In silico prediction of DTIs is an efficient approach for drug repurposing. Various methods have been proposed to predict the interactions between drugs and targets in a binary format (active or inactive), but determining drug mode of action has remained elusive. Importantly, deciphering the type of interaction in targeted treatment is an important step in developing an effective method. In this work, we reported DT2Vec+, which—to our knowledge—is the first ML-based framework to predict six types of DTIs, by integrating associations between drugs, diseases, and proteins into a heterogeneous graph consisting of DDS, PPS, DDis, and DisP edges.

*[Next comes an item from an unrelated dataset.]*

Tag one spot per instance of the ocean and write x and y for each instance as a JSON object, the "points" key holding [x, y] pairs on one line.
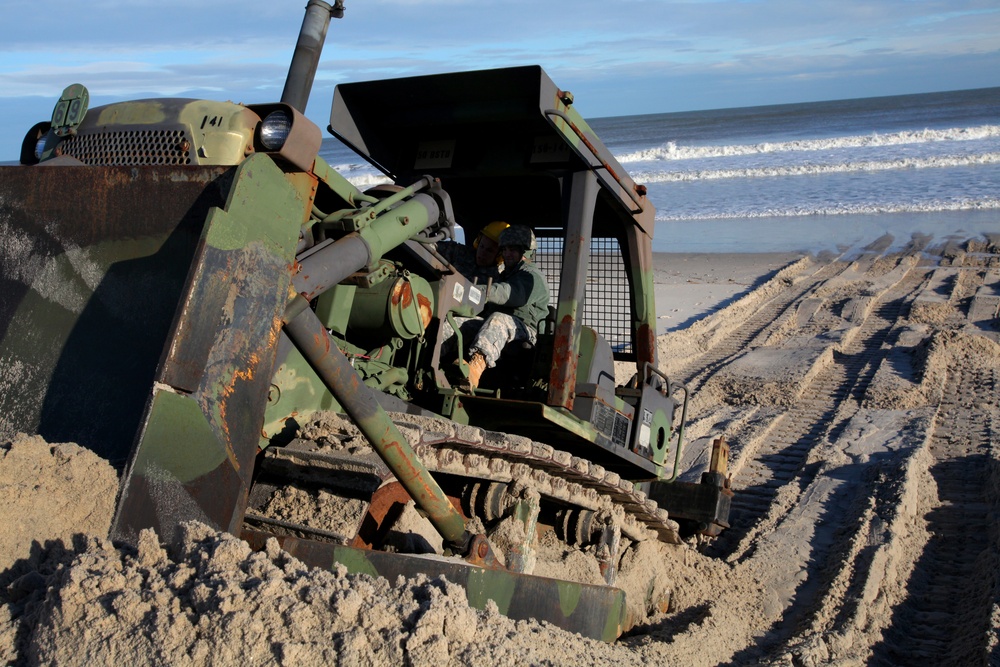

The triple association graph was mapped to low dimensional vectors using graph embedding, and DTIs were defined based on concatenating drug–target vectors. We show that this pipeline achieved high performance on external test sets and was applied to unknown DTIs to predict the type of interaction. DT2Vec+ can offer a means to improve and support precision targeted treatments by selecting the drug candidates that can bind to specific targets in desired action modes. Predicting potential drugs provides an alternative approach to narrow down the search space that can be investigated in follow-up laboratory experiments. This approach can significantly reduce wet-laboratory work and experimental cost, but most importantly it can refine downstream experimental validation.

We note that the benefits conferred by our methodology stem from its capability to incorporate heterogeneous chemical and genomic data into a unified space, in addition to the fact that machine learning algorithms can handle numerical input features well. Predictions generated by our method can be used for virtual screening of novel DTIs at large scale. Although we have obtained promising results in predicting different types of DTIs using the drug–target–disease association network, this first report provides the foundations for the model reported here to be expanded by integrating more biological information into the association network.